Coast, supra, limited its discussion on best interest to whether a balancing test as between the two parents should be applied in evaluating the termination petition. The issue arose as to which of the two homes, the foster home or that of the natural parents, was better. Here, it is not a question of which of the two homes is better. There is prima facie case that the natural parent has never functioned as a parent during the child’s lifetime, has shown no ability to provide a home for the child and is arguably mentally and emotionally unable to assume responsibility for the child. Discussion or debate at this point about the child’s best interest and what it means in the context of the adoption law is academic. The statute does, however, mandate that “[t]he court in terminating the rights of the parent shall give primary consideration to the needs and welfare of the child.” Section 2511(b), Other considerations. This writer, in his Concurring and Dissenting *613Opinion in Coast, went to considerable length to explain how this provision was necessarily incorporated into a termination proceeding with documentation of similar requirements in other jurisdictions. The majority in Coast did not disagree but limited its discussion to the balancing issue and did not make any finding on the “needs and welfare” provision. Coast, therefore, is not authority for limiting consideration of the needs and welfare of the child under the facts of this case.

While it may be premature to find that the birth mother cannot remedy her incapacity to care for the child under section 2511(a)(2), the record does not support her present ability to do so. This does not mean that the Orphan’s Court is presented with an either-or proposition where it must either terminate parental rights or place the child with the birth mother. Relying on section 2511(b), the court may bring into play the assistance of children’s agencies and proceed to determine by proven methods of visitation and supervised placement, whether the child can be successfully returned to the appellee and whether she can establish an emotional and physical bond with the child which will avoid irreversible harm and detriment to her. Failing to accomplish this result, the court may reasonably proceed to terminate parental rights of B.G.S. The cases are legion where the appellate courts have found that the requirements of termination have not been met but refused to disturb the placement of the child when it would be traumatic to do so. See Adoption of R.I., Sarver Adoption Case and Schwab Adoption Case, supra.

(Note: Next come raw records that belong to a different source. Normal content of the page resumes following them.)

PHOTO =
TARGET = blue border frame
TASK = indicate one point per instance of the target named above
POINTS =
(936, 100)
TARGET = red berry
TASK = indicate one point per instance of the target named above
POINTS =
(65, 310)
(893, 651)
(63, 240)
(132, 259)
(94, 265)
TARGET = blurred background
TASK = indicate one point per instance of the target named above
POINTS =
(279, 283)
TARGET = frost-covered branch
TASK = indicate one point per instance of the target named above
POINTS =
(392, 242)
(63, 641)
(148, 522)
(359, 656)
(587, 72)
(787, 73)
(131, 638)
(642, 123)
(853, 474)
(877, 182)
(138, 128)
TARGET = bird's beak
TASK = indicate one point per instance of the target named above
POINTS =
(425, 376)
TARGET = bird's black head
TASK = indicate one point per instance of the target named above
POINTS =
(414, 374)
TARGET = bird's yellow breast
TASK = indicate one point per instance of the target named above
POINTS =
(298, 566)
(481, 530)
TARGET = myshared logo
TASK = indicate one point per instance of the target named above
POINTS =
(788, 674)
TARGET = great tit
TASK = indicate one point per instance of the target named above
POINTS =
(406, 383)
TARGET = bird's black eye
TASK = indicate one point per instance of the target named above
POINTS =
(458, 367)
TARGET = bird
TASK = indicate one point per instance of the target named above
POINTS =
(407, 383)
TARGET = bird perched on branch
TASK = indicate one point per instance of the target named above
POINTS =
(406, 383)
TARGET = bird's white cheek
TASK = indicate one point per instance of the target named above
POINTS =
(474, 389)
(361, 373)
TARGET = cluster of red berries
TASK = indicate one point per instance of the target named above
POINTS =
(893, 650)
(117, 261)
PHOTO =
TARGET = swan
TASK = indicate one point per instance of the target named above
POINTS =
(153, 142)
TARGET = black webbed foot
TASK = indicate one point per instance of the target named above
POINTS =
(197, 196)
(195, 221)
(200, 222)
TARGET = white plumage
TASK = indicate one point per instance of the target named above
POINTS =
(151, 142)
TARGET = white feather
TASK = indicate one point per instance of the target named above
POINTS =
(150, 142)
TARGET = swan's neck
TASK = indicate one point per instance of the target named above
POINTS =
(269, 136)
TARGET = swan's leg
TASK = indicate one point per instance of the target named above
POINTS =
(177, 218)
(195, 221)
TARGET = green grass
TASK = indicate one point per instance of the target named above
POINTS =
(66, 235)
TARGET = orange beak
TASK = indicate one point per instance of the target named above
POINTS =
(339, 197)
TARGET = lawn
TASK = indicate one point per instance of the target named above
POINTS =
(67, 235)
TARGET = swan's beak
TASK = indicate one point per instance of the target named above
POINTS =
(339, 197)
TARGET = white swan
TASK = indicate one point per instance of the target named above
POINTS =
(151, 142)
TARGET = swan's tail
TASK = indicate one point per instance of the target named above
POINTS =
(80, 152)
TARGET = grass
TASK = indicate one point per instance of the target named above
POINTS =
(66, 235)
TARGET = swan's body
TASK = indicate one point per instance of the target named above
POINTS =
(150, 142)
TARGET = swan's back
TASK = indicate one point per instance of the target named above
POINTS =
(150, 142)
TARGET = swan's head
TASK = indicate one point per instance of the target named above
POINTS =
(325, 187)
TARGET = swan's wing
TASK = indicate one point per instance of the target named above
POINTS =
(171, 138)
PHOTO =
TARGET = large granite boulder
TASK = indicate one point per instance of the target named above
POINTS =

This most certainly comes within the requirement that the court, in terminating the rights of a parent, shall give primary consideration to the needs and welfare of the child.

For the above reasons, I would vacate the decree of the trial court and remand with instructions to obtain the birth mother’s psychiatric records and give proper weight to the psychological testimony and consideration to the needs and welfare of the child and to do anything required thereafter to fulfill the mandate of section 2511(b).